Hayley Smith, Los Angeles Times on

Published in Science & Technology News

“I do think we’re better prepared, and I think we are continuing to be better prepared [for dry conditions],” he said.

But other water capture and storage efforts have been slower to get off the ground, including the Safe Clean Water Program, passed in 2018 as Measure W. The program allocates $280 million a year toward projects that convert asphalt and other hard surfaces into porous materials that allow water to percolate in the ground, among other efforts. It added only 30 acres of green space to the county in its first three years, a recent report found.

Mark Gold, director of water scarcity solutions for the Natural Resources Defense Council, said L.A. residents were right to be frustrated by the billions of gallons of stormwater that were funneled into the Pacific Ocean through the L.A. River, Ballona Creek and Dominguez Canal during this winter’s storms.

“The potential of what we can do is just so much more,” he said.

In fact, though L.A. has made progress on some projects over these two wet years, Gold said too much of the work is too far from completion. He’s not convinced the city is more prepared for the next drought than it was the previous one.

“There’s nothing magical that’s happened in two years that helps us be more resilient to this huge climate variability,” he said. “We’re certainly not in a much better place today than we were prior to this wet season.”

 

Among his biggest concerns is slow progress on the plan to transform the Hyperion Water Reclamation Plant from a wastewater treatment facility into an an advanced water purification facility, which could boost local supplies by more than 200 million gallons of water per day, or nearly half of the city’s water demand.
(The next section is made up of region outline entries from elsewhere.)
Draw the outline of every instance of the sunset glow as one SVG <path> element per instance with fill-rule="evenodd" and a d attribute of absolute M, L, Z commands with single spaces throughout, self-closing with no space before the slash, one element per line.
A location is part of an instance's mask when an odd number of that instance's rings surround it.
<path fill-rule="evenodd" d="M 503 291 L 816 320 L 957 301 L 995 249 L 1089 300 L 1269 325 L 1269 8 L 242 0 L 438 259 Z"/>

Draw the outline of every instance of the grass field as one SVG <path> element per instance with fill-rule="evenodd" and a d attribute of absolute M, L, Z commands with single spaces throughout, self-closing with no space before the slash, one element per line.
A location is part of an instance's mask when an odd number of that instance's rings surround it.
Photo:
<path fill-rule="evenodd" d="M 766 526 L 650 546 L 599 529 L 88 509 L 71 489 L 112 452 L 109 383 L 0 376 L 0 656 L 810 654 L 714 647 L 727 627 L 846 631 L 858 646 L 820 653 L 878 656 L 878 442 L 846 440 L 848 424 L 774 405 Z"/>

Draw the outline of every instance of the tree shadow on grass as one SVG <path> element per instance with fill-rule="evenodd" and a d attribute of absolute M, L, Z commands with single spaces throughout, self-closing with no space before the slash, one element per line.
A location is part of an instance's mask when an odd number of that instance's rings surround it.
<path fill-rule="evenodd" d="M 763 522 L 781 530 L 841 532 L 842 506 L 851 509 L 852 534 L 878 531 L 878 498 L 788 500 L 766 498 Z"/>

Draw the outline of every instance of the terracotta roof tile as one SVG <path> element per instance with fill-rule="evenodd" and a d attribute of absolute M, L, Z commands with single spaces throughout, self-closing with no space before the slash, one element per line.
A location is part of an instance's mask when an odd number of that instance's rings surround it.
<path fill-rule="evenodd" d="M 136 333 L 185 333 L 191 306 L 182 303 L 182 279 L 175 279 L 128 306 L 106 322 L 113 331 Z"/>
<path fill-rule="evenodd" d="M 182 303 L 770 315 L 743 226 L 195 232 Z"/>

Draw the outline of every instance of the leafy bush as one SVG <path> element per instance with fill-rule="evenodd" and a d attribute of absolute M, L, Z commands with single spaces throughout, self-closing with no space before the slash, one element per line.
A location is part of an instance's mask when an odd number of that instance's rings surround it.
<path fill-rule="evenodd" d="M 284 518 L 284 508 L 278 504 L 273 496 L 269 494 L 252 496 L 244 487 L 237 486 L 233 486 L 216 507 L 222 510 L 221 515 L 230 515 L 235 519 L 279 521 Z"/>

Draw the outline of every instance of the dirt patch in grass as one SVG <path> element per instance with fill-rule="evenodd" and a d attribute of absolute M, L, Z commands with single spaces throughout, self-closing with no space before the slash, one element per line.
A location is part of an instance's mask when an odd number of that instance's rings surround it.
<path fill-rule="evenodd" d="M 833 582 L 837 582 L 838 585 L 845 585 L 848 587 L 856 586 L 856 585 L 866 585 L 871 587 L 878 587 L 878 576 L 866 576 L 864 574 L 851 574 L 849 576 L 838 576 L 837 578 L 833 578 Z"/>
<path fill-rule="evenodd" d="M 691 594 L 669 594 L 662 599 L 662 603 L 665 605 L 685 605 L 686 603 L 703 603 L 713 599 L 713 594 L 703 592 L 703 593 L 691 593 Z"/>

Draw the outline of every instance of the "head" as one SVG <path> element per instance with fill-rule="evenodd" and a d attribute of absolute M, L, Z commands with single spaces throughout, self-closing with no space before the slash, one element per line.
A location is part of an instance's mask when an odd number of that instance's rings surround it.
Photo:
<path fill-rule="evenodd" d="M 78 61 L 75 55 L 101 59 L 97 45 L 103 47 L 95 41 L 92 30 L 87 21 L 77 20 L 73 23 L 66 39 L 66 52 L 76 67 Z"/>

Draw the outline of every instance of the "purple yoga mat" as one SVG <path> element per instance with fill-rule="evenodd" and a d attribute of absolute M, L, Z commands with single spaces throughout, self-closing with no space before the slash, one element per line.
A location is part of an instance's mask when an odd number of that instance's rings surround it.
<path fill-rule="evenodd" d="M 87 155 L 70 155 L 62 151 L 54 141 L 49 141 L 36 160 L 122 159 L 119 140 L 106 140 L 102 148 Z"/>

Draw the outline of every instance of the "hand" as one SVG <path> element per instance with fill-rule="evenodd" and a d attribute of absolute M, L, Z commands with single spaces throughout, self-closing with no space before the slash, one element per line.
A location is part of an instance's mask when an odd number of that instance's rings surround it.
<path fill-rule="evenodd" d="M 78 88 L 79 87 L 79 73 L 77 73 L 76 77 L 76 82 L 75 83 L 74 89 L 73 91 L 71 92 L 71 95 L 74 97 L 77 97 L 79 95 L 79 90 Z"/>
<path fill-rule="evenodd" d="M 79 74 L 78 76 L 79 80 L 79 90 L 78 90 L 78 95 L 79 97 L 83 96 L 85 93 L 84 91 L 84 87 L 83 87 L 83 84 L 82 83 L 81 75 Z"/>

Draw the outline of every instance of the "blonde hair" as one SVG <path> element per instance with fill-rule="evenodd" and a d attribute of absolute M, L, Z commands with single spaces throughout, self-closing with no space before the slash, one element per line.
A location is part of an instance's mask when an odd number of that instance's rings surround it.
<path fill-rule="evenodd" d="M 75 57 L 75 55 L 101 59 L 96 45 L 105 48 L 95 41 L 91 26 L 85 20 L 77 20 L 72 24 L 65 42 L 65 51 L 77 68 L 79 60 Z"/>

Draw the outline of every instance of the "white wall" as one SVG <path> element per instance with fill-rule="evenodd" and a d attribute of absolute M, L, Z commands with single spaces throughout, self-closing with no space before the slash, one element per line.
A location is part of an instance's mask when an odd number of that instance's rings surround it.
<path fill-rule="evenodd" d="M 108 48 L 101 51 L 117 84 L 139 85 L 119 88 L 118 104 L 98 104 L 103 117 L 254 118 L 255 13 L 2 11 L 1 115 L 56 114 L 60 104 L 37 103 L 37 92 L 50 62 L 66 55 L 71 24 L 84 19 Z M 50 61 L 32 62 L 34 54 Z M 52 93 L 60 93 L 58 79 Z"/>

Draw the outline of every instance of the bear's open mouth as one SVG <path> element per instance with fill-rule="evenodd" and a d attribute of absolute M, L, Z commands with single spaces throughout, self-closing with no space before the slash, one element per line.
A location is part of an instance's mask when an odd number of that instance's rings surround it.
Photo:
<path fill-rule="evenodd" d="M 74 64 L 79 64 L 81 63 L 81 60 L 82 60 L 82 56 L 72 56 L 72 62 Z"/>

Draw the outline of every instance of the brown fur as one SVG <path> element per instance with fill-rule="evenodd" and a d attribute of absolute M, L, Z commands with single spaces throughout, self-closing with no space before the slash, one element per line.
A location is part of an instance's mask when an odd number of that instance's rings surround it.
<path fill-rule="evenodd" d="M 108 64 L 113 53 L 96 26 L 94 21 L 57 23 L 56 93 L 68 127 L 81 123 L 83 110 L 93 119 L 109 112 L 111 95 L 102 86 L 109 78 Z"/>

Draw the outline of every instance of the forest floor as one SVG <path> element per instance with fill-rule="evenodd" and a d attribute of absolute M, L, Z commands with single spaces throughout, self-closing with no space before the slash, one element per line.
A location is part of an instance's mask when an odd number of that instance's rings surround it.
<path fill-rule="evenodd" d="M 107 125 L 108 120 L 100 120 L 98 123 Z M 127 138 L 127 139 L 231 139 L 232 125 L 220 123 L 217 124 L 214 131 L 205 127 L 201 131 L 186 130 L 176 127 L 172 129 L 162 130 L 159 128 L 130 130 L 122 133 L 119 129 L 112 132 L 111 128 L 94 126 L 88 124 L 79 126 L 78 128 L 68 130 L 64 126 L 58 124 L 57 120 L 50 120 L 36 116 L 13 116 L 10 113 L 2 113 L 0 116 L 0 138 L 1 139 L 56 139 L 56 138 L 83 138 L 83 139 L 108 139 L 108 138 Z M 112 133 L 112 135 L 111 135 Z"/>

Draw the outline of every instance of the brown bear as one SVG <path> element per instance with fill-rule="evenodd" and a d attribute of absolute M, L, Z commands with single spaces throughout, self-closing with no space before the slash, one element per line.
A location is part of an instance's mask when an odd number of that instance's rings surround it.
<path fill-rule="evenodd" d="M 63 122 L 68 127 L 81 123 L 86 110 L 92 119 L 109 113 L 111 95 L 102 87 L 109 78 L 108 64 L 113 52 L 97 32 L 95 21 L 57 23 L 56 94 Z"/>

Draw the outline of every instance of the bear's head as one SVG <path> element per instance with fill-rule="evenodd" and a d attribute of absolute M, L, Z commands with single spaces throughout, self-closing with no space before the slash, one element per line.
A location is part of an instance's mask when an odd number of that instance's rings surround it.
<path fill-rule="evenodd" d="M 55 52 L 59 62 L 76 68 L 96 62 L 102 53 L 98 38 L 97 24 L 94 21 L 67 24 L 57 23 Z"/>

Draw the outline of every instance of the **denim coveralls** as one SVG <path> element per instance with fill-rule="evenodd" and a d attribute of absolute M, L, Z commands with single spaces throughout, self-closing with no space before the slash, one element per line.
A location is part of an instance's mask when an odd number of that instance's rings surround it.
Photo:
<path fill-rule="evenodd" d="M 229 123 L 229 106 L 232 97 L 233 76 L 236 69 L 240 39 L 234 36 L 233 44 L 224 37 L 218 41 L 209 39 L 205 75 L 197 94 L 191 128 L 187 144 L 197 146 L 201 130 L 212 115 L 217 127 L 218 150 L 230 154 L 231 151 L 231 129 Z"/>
Part of a partnership with L.A. City Sanitation, that project had been billed as Hyperion 2035, but it’s way behind schedule and unlikely to be fully complete until at least 2045 or even the 2050s. The reclamation plant has also been plagued by infrastructure issues and maintenance problems— including a major 2021 sewage spill— partly induced by overflow and debris from strong storms.

“We’re very, very concerned that additional major improvements are needed at the Hyperion treatment plant to just do the basics of treating wastewater to secondary treatment levels, especially during extreme storms, but even year-round,” Gold said. “And now that the city is in a growing budget crisis, that concern, which already existed, is being elevated.”

L.A. City Controller Kenneth Mejia recently warned residents that the city is facing a projected budget deficit of $476 million.